O surgimento da Academia de Dança Corpo Livre, uma empresa familiar, foi no mínimo inusitado: o negócio foi adquirido pela matriarca da família Lobato para satisfazer o sonho da filha, que na época tinha apenas 13 anos.

Apaixonada por dança, Merene Caroline Lobato, 23 anos, pratica o esporte desde os 4 anos, sempre acompanhada de perto pela mãe, Lúcia Helena Lobato. Quando tinha 11 anos, Merene passou a fazer aulas na academia de um casal de bailarinos, onde sua mãe atuava como secretária. Dois anos depois, em 1996, o casal decidiu vender o negócios e se mudar para Campinas.

“Foi quando surgiu a idéia de assumirmos a direção da empresa. No começo tudo foi incerteza. Tínhamos apenas 15 alunos e tudo o que sabíamos aprendemos com os antigos donos, mas eu era decidida e sabia o que queria”, lembra Merene.

De acordo com ela, decisão mais acertada não poderia ter sido tomada. A empresa é a paixão da família. “O trabalho aqui é muito gratificante.

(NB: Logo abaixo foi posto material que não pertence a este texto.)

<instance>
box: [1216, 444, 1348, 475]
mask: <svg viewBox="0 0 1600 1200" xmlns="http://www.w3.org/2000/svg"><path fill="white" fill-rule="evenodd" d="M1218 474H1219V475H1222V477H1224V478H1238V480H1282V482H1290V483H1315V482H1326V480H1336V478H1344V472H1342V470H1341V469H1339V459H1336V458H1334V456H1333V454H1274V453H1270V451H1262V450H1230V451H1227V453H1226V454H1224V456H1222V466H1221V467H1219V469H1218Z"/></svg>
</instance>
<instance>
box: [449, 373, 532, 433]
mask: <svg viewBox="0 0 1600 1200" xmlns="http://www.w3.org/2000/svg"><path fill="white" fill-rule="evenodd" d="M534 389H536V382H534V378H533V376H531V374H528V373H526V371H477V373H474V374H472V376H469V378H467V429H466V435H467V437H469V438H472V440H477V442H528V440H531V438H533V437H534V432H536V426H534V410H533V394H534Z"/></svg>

O melhor de tudo é saber que meus pais acreditaram em mim e compraram a academia por minha causa. Nossa aventura deu certo”, afirma Merene.

A empresa, que completou 10 anos de funcionamento sob o comando de Lúcia, tem planos de expansão. A família pretende deixar o prédio alugado em breve e se mudar para um espaço próprio.

Merene conta que só foi possível prosperar por conta do respeito e apoio conquistado pelo trabalho juntos. “Tenho segurança em trabalhar aqui. Minha mãe me apóia, mas também me dá bronca. Já meu pai, mesmo sendo metalúrgico e tendo outro emprego, faz de tudo para nos agradar. E a participação dele é fundamental: ele ajuda com as fantasias, faz divulgação e, se precisar, até abre e fecha a cortina no dia do espetáculo”, orgulha-se.